Overall, due to the significant decrease of the airway resistance, obtained by the ‘fitting method’ (\( {\overset{-}{R}}_{fitting, Pmax} \) and\( {\overset{-}{R}}_{fitting,EIP} \)) or the ‘initial step method’ ( \( {\overset{-}{R}}_{step} \) ) and due to the lack in physiological conformability, the assumption of a constant airway resistance R α seems false. A closer look at the trends of the resistances of both methods (‘fitting method’ as well as ‘initial step method’) leads to the presumption of an exponential nature of the decline across all patients of the McREM dataset. Despite the widespread expectation of polynomial behaviour (Hagen-Poiseuille) the non-linear bronchial elastance proves the exponential decreasing trend. Expressing the resistance values \( {\overset{-}{R}}_{fitting, Pmax} \) as an exponential decreasing function (12) confirms this supposition.

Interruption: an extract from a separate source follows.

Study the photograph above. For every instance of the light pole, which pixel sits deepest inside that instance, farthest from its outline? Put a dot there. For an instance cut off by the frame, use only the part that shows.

$$ R(P)={x}_1{e}^{-{x}_2P}+{x}_3 $$
(12)

where x 1 has units of cmH2Osec/l, x 2 of 1/cmH2O and x 3 of cmH2Osec/l.

By a closer look at the changes in R stat , which are negligible, reveals that these changes could be explained by the trend of this exponential decreasing function – in higher pressures the airway resistance converges to x 3 as the asymptote and the changes are minimal.

Figure 7 (McREM dataset) shows the graphical illustrations of the fitting results by means of McREM009, McREM072 and McREM088. It is remarkable that the exponential trend can be observed across all patients of the McREM dataset. Unfortunately, the limited number of PEEP steps (max. 4) in the Bersten dataset doesn’t allow confirmation. Nevertheless in nearly all of the Bersten dataset an according decrease of the airway resistance over increases in PEEP can be seen.

5 Conclusion

The dynamic elastance model can potentially be used to support clinicians in finding the best possible settings for mechanical ventilation. The underlying principle of the dynamic elastance model is the minimization of energy transferred to the lung by mechanical ventilation. This study has shown that the sensitivity of the outcomes of the dynamic elastance model to the airway resistance is very high and in the region of clinical significance. Small changes in estimated resistance can cause large changes in the pressure at which minimal elastance occurs (argmin P (E(P))) as well as the optimal PEEP level. Alternative determination methods of the airway resistance have shown that the resistance follows an exponential decreasing trend for an increasing pressure, which is conformable to physiological descriptions of the bronchial pathway.